AISEJul 22, 2025

LLM-Driven Collaborative Model for Untangling Commits via Explicit and Implicit Dependency Reasoning

arXiv:2507.16395v2h-index: 5
Originality Highly original
AI Analysis

This addresses a practical problem for software developers by improving code review and maintenance through automated commit untangling, representing a strong domain-specific advancement.

The paper tackles the problem of untangling mixed changes in software commits by proposing ColaUntangle, a collaborative LLM-driven framework that models both explicit and implicit dependencies among code changes. It achieves improvements of 44% on a C# dataset and 82% on a Java dataset compared to baselines.

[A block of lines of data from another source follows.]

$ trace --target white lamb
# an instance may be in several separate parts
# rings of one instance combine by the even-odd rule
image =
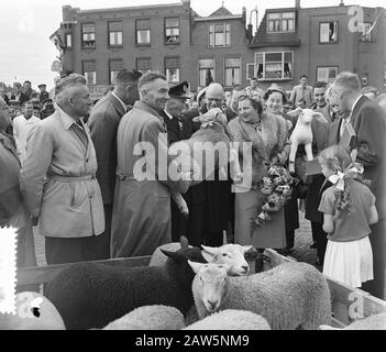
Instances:
[[[296,122],[296,127],[293,131],[293,134],[289,138],[291,142],[290,153],[289,153],[289,172],[291,174],[295,173],[295,157],[296,152],[298,150],[299,144],[305,144],[305,150],[307,154],[307,160],[312,161],[312,129],[311,122],[313,119],[317,119],[320,122],[328,123],[327,119],[322,113],[316,112],[311,109],[301,109],[297,108],[294,111],[287,112],[290,117],[298,117],[298,121]]]
[[[339,329],[330,326],[320,326],[320,330],[386,330],[386,312],[356,320],[350,326]]]
[[[44,296],[23,292],[15,296],[16,314],[0,314],[0,330],[65,330],[55,306]]]
[[[177,308],[154,305],[136,308],[110,322],[102,330],[180,330],[183,328],[185,328],[185,319]]]
[[[197,321],[184,330],[271,330],[265,318],[247,310],[227,309]]]
[[[286,263],[251,276],[229,277],[227,264],[188,262],[200,319],[223,309],[250,310],[273,330],[317,330],[331,321],[331,297],[324,276],[306,263]]]
[[[162,266],[166,263],[167,256],[162,252],[176,252],[180,249],[180,243],[173,242],[157,248],[150,261],[148,266]],[[245,260],[245,253],[253,254],[257,251],[253,245],[223,244],[219,248],[201,245],[201,254],[208,263],[229,264],[230,275],[247,275],[250,265]]]

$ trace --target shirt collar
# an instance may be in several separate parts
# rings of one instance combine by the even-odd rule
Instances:
[[[69,130],[69,128],[76,123],[75,119],[67,114],[57,103],[54,105],[55,111],[59,116],[63,127],[65,130]]]
[[[126,112],[126,111],[128,111],[128,107],[126,107],[126,105],[123,102],[123,100],[122,100],[121,98],[119,98],[113,91],[111,91],[111,95],[112,95],[113,97],[117,98],[117,100],[118,100],[118,101],[121,103],[121,106],[123,107],[123,111]]]

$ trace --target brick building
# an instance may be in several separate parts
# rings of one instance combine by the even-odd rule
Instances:
[[[209,79],[225,88],[247,85],[256,76],[290,90],[301,74],[331,81],[337,73],[357,73],[364,84],[383,89],[386,73],[386,10],[362,8],[363,36],[350,30],[353,14],[343,4],[266,10],[256,33],[246,10],[221,7],[200,16],[189,0],[177,3],[102,10],[63,7],[55,33],[64,73],[84,74],[97,97],[122,67],[159,70],[168,82],[188,80],[192,90]],[[382,73],[382,74],[381,74]]]
[[[290,90],[301,74],[310,82],[331,82],[339,72],[350,70],[363,85],[385,90],[386,10],[362,10],[361,25],[354,21],[355,10],[343,3],[304,9],[297,0],[294,8],[266,10],[249,45],[254,52],[249,75],[256,76],[263,88],[276,81]]]

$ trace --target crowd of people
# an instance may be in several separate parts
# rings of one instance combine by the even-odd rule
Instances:
[[[361,90],[357,75],[341,73],[332,85],[313,86],[302,75],[290,94],[277,84],[264,91],[256,78],[231,91],[211,82],[192,94],[187,81],[169,87],[159,73],[123,69],[92,108],[81,75],[63,77],[52,97],[45,85],[38,88],[25,81],[15,82],[11,96],[0,91],[0,226],[19,229],[20,267],[36,265],[37,219],[47,264],[62,264],[150,255],[180,235],[210,246],[227,235],[261,253],[272,248],[287,255],[302,209],[320,268],[384,298],[386,99],[374,88]],[[164,173],[178,169],[168,146],[202,128],[195,118],[212,109],[221,109],[230,140],[239,142],[250,188],[238,184],[234,191],[231,173],[223,179],[220,169],[198,184]],[[288,169],[297,119],[287,112],[295,109],[328,121],[311,124],[321,172],[305,174],[299,147],[286,204],[257,226],[267,199],[262,183],[273,165]],[[353,145],[340,143],[348,124]],[[153,158],[139,148],[144,142]],[[154,177],[137,179],[136,168],[152,165]],[[170,201],[170,191],[183,194],[188,216]]]

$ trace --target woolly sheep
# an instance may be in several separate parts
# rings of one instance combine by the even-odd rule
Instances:
[[[312,120],[317,119],[318,121],[320,121],[322,123],[328,123],[328,121],[323,117],[322,113],[316,112],[311,109],[297,108],[294,111],[287,112],[287,114],[290,117],[298,116],[298,121],[296,122],[293,134],[289,138],[289,141],[291,142],[290,153],[289,153],[289,172],[291,174],[294,174],[295,173],[295,156],[296,156],[296,152],[298,150],[299,144],[305,144],[307,160],[308,161],[313,160],[313,155],[312,155],[313,135],[312,135],[312,129],[311,129]]]
[[[46,297],[23,292],[15,301],[15,315],[0,314],[0,330],[65,330],[59,312]]]
[[[143,306],[110,322],[102,330],[180,330],[185,328],[183,314],[161,305]]]
[[[370,316],[367,318],[356,320],[350,326],[338,329],[330,326],[320,326],[320,330],[386,330],[386,312]]]
[[[194,272],[187,260],[205,262],[198,248],[181,243],[164,266],[117,267],[77,263],[47,283],[46,296],[57,307],[67,329],[102,328],[135,308],[175,307],[186,315],[194,305]]]
[[[247,310],[227,309],[197,321],[184,330],[271,330],[265,318]]]
[[[178,141],[169,146],[169,153],[176,155],[175,161],[180,165],[183,175],[190,177],[191,172],[194,172],[191,185],[196,185],[203,179],[210,179],[217,168],[223,170],[228,163],[231,163],[233,180],[240,182],[242,173],[239,155],[231,147],[231,141],[225,130],[228,120],[222,110],[219,108],[210,109],[207,113],[194,118],[192,121],[199,122],[201,128],[188,140]],[[209,146],[216,146],[212,154],[213,160],[210,158]],[[187,216],[189,210],[183,196],[175,191],[172,191],[170,196],[179,211]]]
[[[154,251],[148,265],[164,265],[167,256],[162,253],[162,250],[177,251],[179,248],[180,244],[177,242],[167,243],[157,248]],[[234,276],[246,275],[250,272],[250,266],[244,257],[245,253],[257,253],[253,245],[223,244],[219,248],[207,245],[201,245],[201,248],[202,257],[208,263],[229,264],[231,266],[229,274]]]
[[[192,292],[200,319],[219,309],[244,309],[263,316],[273,330],[316,330],[331,321],[327,280],[309,264],[239,277],[229,277],[225,264],[189,264],[197,273]]]

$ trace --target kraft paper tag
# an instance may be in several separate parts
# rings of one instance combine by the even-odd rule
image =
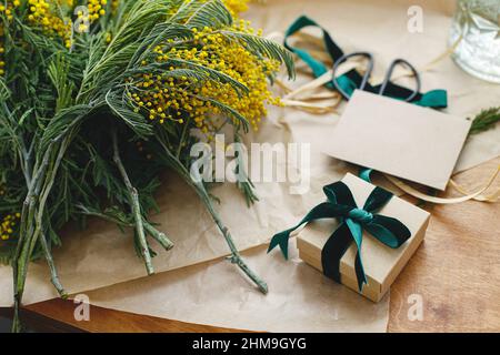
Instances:
[[[470,125],[464,118],[356,90],[323,151],[444,190]]]

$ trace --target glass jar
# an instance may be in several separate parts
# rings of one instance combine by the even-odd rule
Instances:
[[[468,73],[500,83],[500,0],[458,0],[449,44]],[[460,40],[461,38],[461,40]]]

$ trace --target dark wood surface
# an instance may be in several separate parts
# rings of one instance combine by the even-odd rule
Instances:
[[[474,191],[499,164],[500,158],[456,180]],[[500,332],[500,203],[468,201],[436,205],[431,212],[424,243],[391,287],[388,331]],[[411,295],[421,297],[421,321],[408,317]],[[27,310],[87,332],[231,332],[94,306],[90,322],[77,322],[74,304],[62,300]]]

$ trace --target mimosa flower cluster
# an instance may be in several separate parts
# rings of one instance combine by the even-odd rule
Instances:
[[[211,184],[191,174],[196,143],[257,130],[267,105],[280,104],[269,88],[280,65],[293,75],[291,54],[241,20],[244,9],[247,0],[0,0],[0,262],[12,266],[13,331],[32,260],[47,261],[67,295],[52,251],[69,222],[118,225],[154,272],[153,245],[173,247],[169,226],[150,215],[168,170],[196,191],[231,262],[267,292]],[[251,181],[237,187],[258,201]]]

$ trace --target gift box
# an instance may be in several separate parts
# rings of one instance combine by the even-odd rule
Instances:
[[[358,206],[366,203],[376,187],[352,174],[347,174],[342,182],[349,187]],[[362,230],[360,255],[367,282],[362,287],[356,272],[357,243],[349,244],[339,263],[340,282],[373,302],[379,302],[389,291],[392,282],[423,241],[430,217],[428,212],[397,196],[390,197],[377,211],[377,215],[400,221],[408,227],[410,235],[401,245],[391,247],[370,235],[366,229]],[[320,219],[308,223],[297,236],[300,258],[323,272],[323,247],[341,223],[340,219]]]
[[[379,302],[423,241],[430,214],[352,174],[323,187],[326,201],[296,226],[276,234],[269,251],[297,236],[299,256],[309,265]]]

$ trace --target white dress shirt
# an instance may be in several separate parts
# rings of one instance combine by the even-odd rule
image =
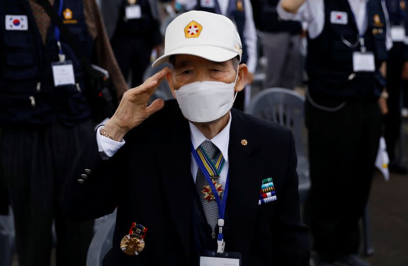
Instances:
[[[214,0],[218,1],[218,6],[220,8],[221,14],[227,16],[228,6],[230,0]],[[246,44],[246,52],[248,55],[248,62],[246,65],[248,66],[248,71],[250,73],[255,73],[257,68],[257,60],[258,55],[257,52],[257,30],[255,29],[255,23],[253,22],[253,15],[252,15],[252,5],[250,0],[243,0],[245,14],[245,24],[244,25],[244,32],[243,33],[243,40],[241,42],[245,42]],[[183,6],[186,9],[192,10],[197,5],[197,0],[178,0],[178,3]]]
[[[230,120],[226,126],[222,129],[215,137],[210,140],[219,149],[222,153],[222,156],[225,159],[224,167],[220,174],[219,182],[223,186],[225,184],[226,176],[228,174],[229,165],[228,163],[228,145],[230,143],[230,128],[231,126],[232,120],[231,113],[230,113]],[[207,138],[202,135],[194,124],[189,122],[190,125],[190,137],[193,146],[197,149],[201,143],[207,140]],[[103,159],[108,159],[113,156],[125,144],[124,140],[122,140],[120,142],[115,141],[113,140],[107,138],[100,135],[99,129],[96,130],[96,141],[98,143],[98,150]],[[198,166],[195,159],[191,155],[191,175],[194,182],[197,178],[197,172],[198,171]]]
[[[282,1],[282,0],[281,0]],[[367,30],[367,3],[368,0],[348,0],[351,8],[357,28],[361,34],[364,34]],[[384,0],[381,4],[386,17],[386,26],[387,36],[386,45],[389,50],[392,48],[391,29],[388,16],[388,12],[386,8]],[[292,13],[287,12],[280,5],[280,1],[277,5],[277,13],[279,17],[284,20],[300,20],[308,23],[308,30],[311,39],[317,38],[323,31],[324,27],[324,2],[323,0],[307,0],[302,5],[297,13]]]

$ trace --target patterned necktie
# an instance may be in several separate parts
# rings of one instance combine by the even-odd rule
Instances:
[[[212,142],[206,140],[200,145],[206,151],[208,156],[213,161],[219,152],[219,150]],[[201,201],[202,209],[206,215],[207,222],[209,225],[211,227],[212,231],[215,231],[215,228],[218,221],[218,206],[217,205],[217,202],[215,200],[208,201],[204,199],[201,191],[204,189],[204,186],[208,184],[208,182],[204,176],[204,174],[201,171],[201,169],[198,168],[197,172],[197,179],[195,181],[195,188]],[[218,196],[218,195],[216,195]],[[214,235],[214,234],[213,234]]]

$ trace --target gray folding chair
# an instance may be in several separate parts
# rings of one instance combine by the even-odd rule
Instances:
[[[112,247],[113,231],[116,222],[116,210],[99,223],[93,235],[86,258],[87,266],[101,266],[102,261]]]
[[[170,64],[165,63],[156,67],[148,66],[143,74],[143,81],[145,81],[148,77],[152,76],[166,66],[170,67]],[[173,98],[173,95],[171,94],[171,92],[170,90],[169,85],[165,79],[159,86],[159,88],[157,88],[155,93],[151,96],[149,103],[156,99],[161,99],[166,100],[172,99]]]
[[[13,211],[9,215],[0,215],[0,266],[11,266],[15,251],[15,233]]]
[[[290,129],[295,138],[299,175],[299,194],[304,203],[310,189],[309,161],[303,148],[304,97],[287,89],[263,90],[252,99],[248,113]]]

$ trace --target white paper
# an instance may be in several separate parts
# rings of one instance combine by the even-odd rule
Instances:
[[[200,266],[239,266],[239,259],[200,257]]]
[[[346,25],[348,23],[347,13],[341,11],[332,11],[330,12],[330,22],[333,24]]]
[[[375,61],[372,52],[354,52],[353,53],[354,72],[374,72]]]
[[[75,84],[75,74],[72,64],[53,65],[53,74],[56,86]]]
[[[391,27],[391,39],[394,42],[404,42],[405,39],[405,28],[402,26]]]
[[[142,17],[142,10],[139,5],[128,6],[125,9],[126,19],[135,19]]]
[[[389,164],[390,158],[387,152],[386,140],[384,137],[381,137],[379,139],[378,151],[377,153],[377,158],[375,159],[375,167],[382,173],[386,181],[390,180],[390,171],[388,169]]]
[[[27,31],[29,21],[25,15],[6,15],[6,31]]]
[[[205,8],[214,8],[215,7],[214,0],[200,0],[201,6]]]

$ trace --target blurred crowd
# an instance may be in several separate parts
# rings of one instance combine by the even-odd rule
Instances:
[[[405,0],[3,0],[0,215],[11,206],[19,264],[49,264],[54,224],[58,265],[85,265],[94,224],[61,213],[64,178],[95,125],[157,70],[167,25],[193,10],[236,26],[249,73],[236,108],[245,112],[267,88],[305,96],[316,261],[356,254],[381,136],[390,171],[407,174],[398,152],[408,117],[407,8]],[[350,182],[348,199],[333,196]]]

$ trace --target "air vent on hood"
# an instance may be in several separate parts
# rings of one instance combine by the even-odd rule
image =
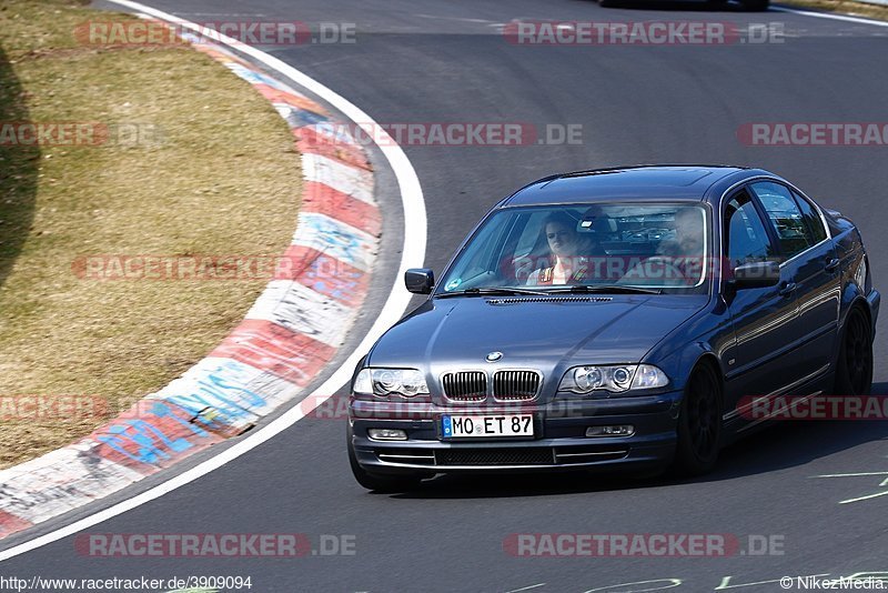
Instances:
[[[487,304],[519,303],[607,303],[612,296],[509,296],[507,299],[487,299]]]

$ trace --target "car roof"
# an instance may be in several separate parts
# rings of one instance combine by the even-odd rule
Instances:
[[[763,172],[763,171],[759,171]],[[737,175],[737,173],[747,173]],[[706,190],[728,177],[746,178],[745,167],[652,164],[561,173],[525,185],[501,207],[595,203],[601,201],[703,200]]]

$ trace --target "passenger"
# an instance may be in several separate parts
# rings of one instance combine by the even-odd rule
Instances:
[[[576,230],[577,221],[566,212],[553,212],[543,221],[542,233],[548,245],[546,268],[531,272],[527,284],[578,284],[588,275],[593,242]]]

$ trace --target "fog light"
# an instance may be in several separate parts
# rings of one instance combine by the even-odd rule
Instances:
[[[397,429],[370,429],[367,434],[374,441],[406,441],[407,433]]]
[[[589,426],[586,429],[586,436],[632,436],[633,434],[635,434],[635,426],[632,424]]]

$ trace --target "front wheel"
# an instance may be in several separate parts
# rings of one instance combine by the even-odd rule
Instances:
[[[352,466],[352,473],[357,483],[367,490],[375,492],[391,493],[391,492],[407,492],[414,490],[420,485],[424,476],[421,475],[382,475],[371,473],[363,469],[357,463],[357,456],[354,453],[354,445],[352,444],[352,429],[347,431],[347,448],[349,448],[349,464]]]
[[[678,415],[675,469],[700,475],[715,468],[722,440],[722,384],[709,364],[699,364],[685,385]]]

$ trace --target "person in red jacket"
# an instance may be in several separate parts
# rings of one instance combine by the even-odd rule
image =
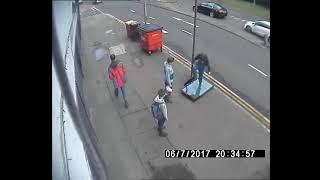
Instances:
[[[114,94],[118,97],[118,89],[121,89],[122,97],[124,100],[125,108],[128,108],[129,104],[127,101],[127,94],[125,89],[125,84],[127,81],[126,71],[124,69],[123,63],[119,60],[116,60],[116,56],[114,54],[110,55],[111,64],[108,68],[109,78],[113,82],[114,86]]]

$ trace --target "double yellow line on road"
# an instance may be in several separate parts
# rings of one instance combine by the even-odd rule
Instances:
[[[103,15],[109,16],[110,18],[118,21],[121,24],[124,24],[124,22],[111,14],[103,13],[101,10],[97,9],[96,7],[92,7],[93,10],[100,11]],[[169,47],[163,45],[163,50],[167,51],[168,54],[172,57],[174,57],[179,63],[184,65],[187,69],[191,70],[191,62],[188,61],[186,58],[182,57],[180,54],[176,53]],[[249,112],[252,116],[254,116],[268,131],[270,131],[270,120],[262,115],[259,111],[257,111],[254,107],[252,107],[249,103],[244,101],[242,98],[240,98],[238,95],[236,95],[234,92],[232,92],[229,88],[227,88],[225,85],[220,83],[218,80],[214,79],[213,77],[209,76],[207,73],[204,74],[204,77],[213,83],[221,92],[223,92],[225,95],[227,95],[229,98],[231,98],[235,103],[239,104],[243,109],[245,109],[247,112]]]
[[[168,54],[172,57],[174,57],[178,62],[183,64],[185,67],[187,67],[189,70],[191,69],[191,62],[188,61],[186,58],[182,57],[180,54],[176,53],[175,51],[171,50],[167,46],[163,46],[163,49],[168,52]],[[244,101],[241,97],[239,97],[237,94],[232,92],[229,88],[227,88],[225,85],[220,83],[218,80],[213,78],[212,76],[208,75],[207,73],[204,74],[204,77],[213,83],[219,90],[221,90],[225,95],[230,97],[234,102],[239,104],[243,109],[248,111],[251,115],[253,115],[255,118],[259,120],[267,129],[270,130],[270,120],[262,115],[259,111],[257,111],[254,107],[252,107],[250,104],[248,104],[246,101]]]

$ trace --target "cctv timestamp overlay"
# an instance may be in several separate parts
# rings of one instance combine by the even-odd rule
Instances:
[[[265,150],[174,150],[164,151],[166,158],[264,158]]]

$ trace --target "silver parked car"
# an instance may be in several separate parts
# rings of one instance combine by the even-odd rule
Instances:
[[[270,22],[268,21],[248,21],[244,27],[246,31],[266,38],[270,42]]]

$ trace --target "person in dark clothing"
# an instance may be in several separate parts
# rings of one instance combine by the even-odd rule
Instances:
[[[202,84],[203,73],[207,68],[207,72],[211,74],[211,68],[208,60],[208,56],[204,53],[198,54],[193,61],[191,68],[192,77],[184,84],[184,86],[191,84],[193,81],[199,80],[199,87]]]
[[[168,121],[168,110],[167,110],[167,105],[164,100],[164,97],[166,96],[166,90],[160,89],[158,91],[158,95],[154,98],[154,102],[158,104],[159,110],[161,113],[160,117],[154,117],[157,119],[157,124],[158,124],[158,132],[159,136],[161,137],[166,137],[168,133],[164,132],[163,129],[165,128],[164,124],[166,121]]]
[[[195,57],[195,59],[199,59],[197,61],[197,69],[199,73],[199,88],[201,87],[202,84],[202,78],[205,70],[207,70],[208,74],[211,74],[211,69],[210,69],[210,64],[209,64],[209,59],[208,56],[204,53],[200,53]]]

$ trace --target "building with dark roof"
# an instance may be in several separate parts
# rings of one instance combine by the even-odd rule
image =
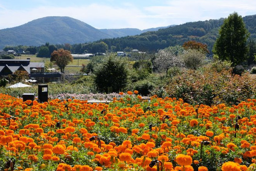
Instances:
[[[30,62],[27,59],[0,59],[0,76],[8,78],[17,71],[28,72],[29,78],[35,80],[37,83],[59,82],[61,74],[59,72],[47,73],[45,72],[45,63]]]

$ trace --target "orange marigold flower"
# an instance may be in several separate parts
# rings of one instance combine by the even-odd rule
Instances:
[[[244,143],[241,144],[241,147],[243,148],[249,148],[250,146],[250,144],[248,142],[245,142]]]
[[[241,171],[239,165],[233,161],[228,161],[224,163],[221,167],[222,171]]]
[[[169,158],[168,158],[168,156],[167,156],[166,155],[161,155],[158,157],[157,160],[163,163],[164,162],[167,162],[169,160]]]
[[[179,123],[179,121],[177,119],[173,119],[173,121],[172,121],[172,125],[176,125]]]
[[[180,166],[190,165],[192,162],[191,156],[183,154],[178,155],[176,158],[176,162]]]
[[[52,151],[50,149],[44,149],[44,155],[52,155]]]
[[[207,131],[206,133],[206,136],[208,137],[212,137],[213,136],[213,132],[211,131]]]
[[[193,163],[195,165],[197,165],[199,163],[199,161],[195,160],[194,160]]]
[[[156,150],[150,151],[147,154],[147,156],[149,157],[156,157],[158,155],[158,153]]]
[[[119,92],[119,95],[123,95],[123,92]]]
[[[76,128],[73,127],[67,127],[65,128],[65,131],[67,133],[73,133],[76,130]]]
[[[190,122],[189,122],[189,125],[191,127],[195,127],[198,125],[198,121],[196,119],[192,119]]]
[[[128,153],[122,153],[119,155],[119,159],[121,161],[128,162],[132,158],[132,155]]]
[[[60,158],[56,155],[54,155],[51,157],[51,160],[54,161],[58,161],[60,160]]]
[[[51,159],[51,155],[43,155],[43,159],[45,160],[49,160]]]
[[[110,163],[110,159],[106,156],[101,156],[99,161],[101,165],[106,166],[108,166]]]
[[[103,169],[101,167],[96,166],[95,167],[94,170],[95,171],[101,171]]]
[[[38,160],[38,157],[37,157],[36,155],[28,155],[28,158],[34,162],[37,162]]]
[[[135,94],[137,94],[138,93],[139,93],[139,91],[137,91],[137,90],[134,90],[134,93]]]
[[[92,168],[89,166],[88,165],[84,165],[82,166],[81,171],[92,171]]]
[[[65,148],[62,145],[58,144],[52,148],[52,152],[54,154],[62,155],[65,152]]]
[[[119,131],[121,132],[121,133],[127,133],[127,129],[126,129],[124,127],[120,127],[119,128]]]
[[[137,134],[139,132],[139,129],[132,129],[132,133]]]
[[[234,148],[236,147],[236,145],[232,143],[229,143],[227,144],[227,147],[233,151],[235,151]]]
[[[150,139],[150,135],[148,134],[143,134],[141,136],[141,138],[145,140]]]
[[[234,159],[234,161],[236,163],[240,164],[242,163],[242,159],[241,159],[240,158],[235,157]]]
[[[241,171],[246,171],[248,169],[245,165],[240,165],[240,168]]]
[[[154,103],[153,104],[153,106],[155,106],[155,107],[158,106],[158,103]]]
[[[53,146],[52,146],[52,144],[45,144],[44,145],[43,145],[43,148],[44,149],[52,149],[52,147],[53,147]]]
[[[208,168],[206,166],[200,166],[198,167],[198,171],[208,171]]]
[[[73,139],[73,142],[74,143],[78,143],[81,142],[81,139],[79,137],[75,137]]]
[[[173,163],[170,162],[166,162],[164,163],[164,167],[165,169],[168,169],[169,170],[173,170]]]
[[[145,123],[140,123],[139,124],[139,126],[140,128],[143,128],[145,126]]]

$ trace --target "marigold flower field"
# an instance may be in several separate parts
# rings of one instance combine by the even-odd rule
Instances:
[[[138,93],[109,104],[0,94],[0,170],[256,169],[256,99],[192,106]]]

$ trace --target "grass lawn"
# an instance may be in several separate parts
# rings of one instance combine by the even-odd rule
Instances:
[[[15,57],[17,59],[30,59],[30,61],[32,62],[44,62],[49,63],[50,61],[50,58],[37,57],[35,55],[22,55],[21,56]],[[82,68],[82,64],[87,65],[89,63],[88,59],[73,59],[73,61],[70,62],[65,68],[65,72],[67,73],[78,73],[80,72]],[[55,68],[57,68],[56,65],[53,65]]]

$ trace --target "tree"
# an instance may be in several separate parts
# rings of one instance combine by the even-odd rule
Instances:
[[[0,55],[0,59],[12,59],[15,58],[14,55],[11,54]]]
[[[12,75],[8,75],[9,79],[12,81],[24,82],[28,79],[28,73],[24,70],[17,70]]]
[[[50,54],[53,52],[53,51],[58,50],[56,46],[54,44],[50,44],[48,46],[48,48],[49,49],[49,57],[50,57]]]
[[[219,32],[219,37],[213,52],[222,60],[230,61],[235,66],[246,59],[246,46],[249,33],[241,16],[237,12],[229,15],[224,21]]]
[[[196,69],[204,64],[206,57],[206,54],[205,53],[196,49],[188,49],[183,52],[181,58],[187,67]]]
[[[48,47],[45,46],[41,46],[36,56],[38,57],[50,57],[50,53]]]
[[[70,51],[61,48],[57,51],[55,50],[51,54],[50,61],[54,62],[55,64],[58,65],[61,72],[64,73],[65,67],[70,62],[73,61],[73,57]]]
[[[182,65],[180,58],[167,48],[158,51],[154,64],[159,70],[165,71],[167,75],[171,67]]]
[[[100,91],[118,92],[125,88],[128,79],[127,61],[123,58],[110,54],[94,71],[94,82]]]
[[[206,44],[202,43],[200,42],[197,42],[194,40],[190,40],[185,42],[183,44],[183,45],[182,45],[182,47],[185,50],[188,49],[196,49],[205,53],[210,53]]]

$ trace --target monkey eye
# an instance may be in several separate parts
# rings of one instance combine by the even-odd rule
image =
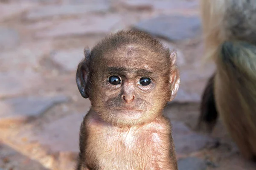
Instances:
[[[108,82],[111,85],[118,85],[121,83],[121,79],[118,76],[112,76],[108,78]]]
[[[140,84],[142,85],[148,85],[151,83],[151,79],[148,77],[142,77],[140,79]]]

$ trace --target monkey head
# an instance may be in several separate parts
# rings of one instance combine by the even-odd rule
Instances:
[[[180,84],[176,51],[143,32],[106,37],[78,65],[80,93],[106,122],[135,125],[155,119],[176,96]]]

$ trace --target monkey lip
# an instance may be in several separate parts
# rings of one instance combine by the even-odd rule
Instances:
[[[120,109],[121,110],[129,110],[129,111],[133,111],[135,112],[141,112],[143,110],[136,110],[136,109],[132,108],[128,108],[128,107],[124,107],[121,108]]]

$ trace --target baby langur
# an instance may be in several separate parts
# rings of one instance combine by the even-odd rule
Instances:
[[[81,126],[77,170],[177,170],[162,114],[179,86],[176,52],[146,33],[122,31],[85,55],[76,82],[92,107]]]
[[[203,95],[198,128],[210,132],[219,114],[241,153],[256,161],[256,1],[201,1],[206,54],[217,69]]]

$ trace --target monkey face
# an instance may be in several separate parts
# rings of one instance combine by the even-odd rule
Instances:
[[[160,62],[139,57],[102,59],[91,79],[93,109],[112,124],[155,119],[171,94],[170,69]]]
[[[82,96],[106,122],[138,125],[158,116],[177,91],[175,51],[170,53],[150,35],[120,31],[98,43],[78,65]]]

Atomic commits, which address a single development concern, are a best practice in software development. In practice, however, developers often produce tangled commits that mix unrelated changes, complicating code review and maintenance. Prior untangling approaches (rule-based, feature-based, or graph-based) have made progress but typically rely on shallow signals and struggle to distinguish explicit dependencies (e.g., control/data flow) from implicit ones (e.g., semantic or conceptual relationships). In this paper, we propose ColaUntangle, a new collaborative consultation framework for commit untangling that models both explicit and implicit dependencies among code changes. ColaUntangle integrates Large Language Model (LLM)-driven agents in a multi-agent architecture: one agent specializes in explicit dependencies, another in implicit ones, and a reviewer agent synthesizes their perspectives through iterative consultation. To capture structural and contextual information, we construct Explicit and Implicit Contexts, enabling agents to reason over code relationships with both symbolic and semantic depth. We evaluate ColaUntangle on two widely-used datasets (1,612 C# and 14k Java tangled commits). Experimental results show that ColaUntangle outperforms the best-performing baseline, achieving an improvement of 44% on the C# dataset and 82% on the Java dataset. These findings highlight the potential of LLM-based collaborative frameworks for advancing automated commit untangling tasks.